As pessoas que passarem pelo Corredor Cultural da Fundação Educacional de Volta Redonda (Fevre), na sede administrativa da Fundação até amanhã vão poder conferir a exposição de quadros da artista plástica de Volta Redonda, Gizéle Barino. A mostra, que é organizada pelo implementador de Arte da Fevre, Tonn Maia, está aberta para visitação do público em geral das 8 horas às 17 horas, em especial aos alunos e professores do Colégio Getúlio Vargas e outras unidades da Fevre.

De acordo com a artista, são seis quadros que utilizam materialidades diversas e envolve o meio ambiente, usando elementos da natureza a favor da arte. Disse ainda que esse trabalho mostra a importância da preservação ambiental, levando o espectador a uma reflexão do seu comprometimento com o destino do planeta. “E assim respeitando, preservando, defendendo, cuidando e sendo um agente proativo nesse processo”, contou a artista Gizéle Barino.

DIFUNDIR OS PROCESSOS CULTURAIS

O presidente da Fevre, Waldyr Bedê, falou sobre a mostra e, principalmente do espaço. Lembrou que a proposta da galeria de arte vem ao encontro dos objetivos do Governo Samuca, como o de difundir os processos culturais, os segmentos culturais de Volta Redonda. Explicou que democratizaram esse espaço e conseguiram adaptar um corredor para um espaço cultural, onde a diversidade de apresentações, desde pintura, poesia, retratos, agora com essa exposição com materiais da natureza, é muito importante.

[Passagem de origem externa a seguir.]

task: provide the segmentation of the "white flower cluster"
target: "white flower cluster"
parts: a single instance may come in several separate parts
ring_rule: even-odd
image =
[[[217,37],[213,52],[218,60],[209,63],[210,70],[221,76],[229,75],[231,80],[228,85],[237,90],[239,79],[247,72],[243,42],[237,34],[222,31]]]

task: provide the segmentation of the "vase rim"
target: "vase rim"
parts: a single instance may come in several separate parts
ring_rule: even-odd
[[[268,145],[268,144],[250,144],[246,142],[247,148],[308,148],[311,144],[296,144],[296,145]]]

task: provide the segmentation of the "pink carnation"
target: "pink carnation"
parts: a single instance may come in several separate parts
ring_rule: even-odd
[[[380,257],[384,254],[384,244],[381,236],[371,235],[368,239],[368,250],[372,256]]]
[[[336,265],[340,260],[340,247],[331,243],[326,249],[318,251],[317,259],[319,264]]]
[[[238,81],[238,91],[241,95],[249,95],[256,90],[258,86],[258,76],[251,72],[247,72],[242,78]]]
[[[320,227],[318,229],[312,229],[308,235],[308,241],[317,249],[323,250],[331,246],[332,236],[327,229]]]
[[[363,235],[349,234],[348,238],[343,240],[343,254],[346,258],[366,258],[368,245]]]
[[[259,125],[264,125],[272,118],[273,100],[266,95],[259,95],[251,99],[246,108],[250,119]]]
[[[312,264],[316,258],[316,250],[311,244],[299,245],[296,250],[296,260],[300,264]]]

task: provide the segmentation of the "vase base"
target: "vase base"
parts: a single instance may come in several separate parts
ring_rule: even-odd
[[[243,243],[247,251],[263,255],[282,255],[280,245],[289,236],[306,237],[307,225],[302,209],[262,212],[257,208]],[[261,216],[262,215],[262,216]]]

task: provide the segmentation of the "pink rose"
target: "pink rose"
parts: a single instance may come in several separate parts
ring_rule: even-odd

Waldyr Bedê relatou ainda que o espaço está à disposição para acolher trabalhos importantes como o da artista plástica, Gizéle Barino. “Essa diversidade faz com que as pessoas compreendam a dimensão da arte. Os alunos, os professores quando vêm promover os encontros pedagógicos, os pais quando vêm falar alguma coisa, se encantam com o que está sendo exposto”, destacou Bedê.

CONVITE À ARTISTA

Tonn Maia, que fez o convite à artista, disse que o trabalho tem atraído muitos debates, assim como ocorrido em outra exposição que costuma ficar no Corredor Cultural por cerca de um mês. “Vem muitos professores trazendo seus alunos e há um debate que leva esses estudantes a pensarem. Também é uma maneira de haver uma maior forma de comunicação através da arte, onde eles podem expor os pensamentos”, contou Tonn Maia, lembrando que a mostra é mais um trabalho que pode ser conferido não só pelos alunos e professores do Colégio Getúlio Vargas, mas também pela população em geral que gosta desse tipo de trabalho, já que a ideia é integrar cada vez mais a cultura à educação, através de ações como o Corredor Cultural. Lembrou também que ótimos artistas em Volta Redonda e o papel da administra municipal é incentivar e ajudar a promover esses profissionais para expandir nossa cultura na cidade e na região.